Source: Business World
2014 was a defining year for the Indian startup ecosystem. Compared to the rest of the decade, a number of significant events and activities have changed the very nature of the startup world in India. Companies like Flipkart, Snapdeal, Paytm, Zomato, etc have redefined ‘scale’ and investors are placing big bets on them. These startups demonstrated the potential and the competence to build world-scale companies and created new goalposts for entrepreneurs to aspire for.
Faster move to Series A funding: Recognising the potential of e-commerce in India, the Union Budget 2014-15 last year announced the setting up of a Rs 10,000 crore fund to boost capital flow to startups and small and medium enterprises (SMEs) in the country.Also, in December last year, the Indian government announced an Rs 10,000-crore electronics development fund (a different fund) for enthusiast IT start-ups to attain the next level. With this corpus and accessibility to multiple sources such as banks, pension funds, high networth individuals, etc., the government can definitely provide financial support at seed and angel level to startups. This upcoming budget the government should announce frameworks where they can even partner with global VCs who can invest in Series A funding rounds as well as provide guidance to startups. This can go a long way in giving much-needed impetus to the startup ecosystem in India.
Tax exemption for investors: The present regime of Angel tax has proved to be very harmful for the country as a number of startups have shifted base to countries like Singapore, the US and the UK. There is an urgent need to tweak Section 56 of the Income Tax Act to keep startups and the investing community out of this law. Tax exemption for seed and angel investors will be a huge boost for the startup ecosystem. In the UK, for example, the Seed Enterprise Investment Scheme (SEIS) and Enterprise Investment Scheme (EIS) have been very successful in encouraging investors to support startups as they give huge tax reliefs (up to £1 million), Capital Gains Deferral Relief and Capital Loss Relief. Through these tax efficiencies EIS investors have a downside loss protection of 65p for every £1 invested. I believe a scheme like this will go a long way in encouraging investors and demonstrating the government’s commitment to building the startup ecosystem.
“Unless we are able to provide a reasonable number of opportunities for Series A capital to startups, the entire acceleration programme and angel funding would not achieve fruition. There is sufficient interest and capital available in the market today, and a number of high-potential startups, ready for angel and Series A investments, are likely to double from last year.

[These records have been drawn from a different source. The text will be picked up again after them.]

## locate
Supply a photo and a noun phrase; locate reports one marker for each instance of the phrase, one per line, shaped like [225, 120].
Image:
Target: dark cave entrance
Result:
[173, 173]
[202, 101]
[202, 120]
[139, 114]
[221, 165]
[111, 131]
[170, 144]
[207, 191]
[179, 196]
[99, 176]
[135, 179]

But for that to happen, Government needs to pave the way for global investors to offer their knowledge to Indian startups.”
Boost connectivity: Creating digital infrastructure should be prime agenda in the upcoming budget. The broader industry heavily depends on reliable and fast Internet, which remains a distant dream. Even large Tier II and Tier III cities in India don’t have decent broadband. In this budget, the government should take active steps to enhance connectivity in the country.
To conclude, we’re hoping that the Union Budget 2015 will address these fundamental problems that the startup industry in India is facing, paving the way for growth and making of a true startup nation.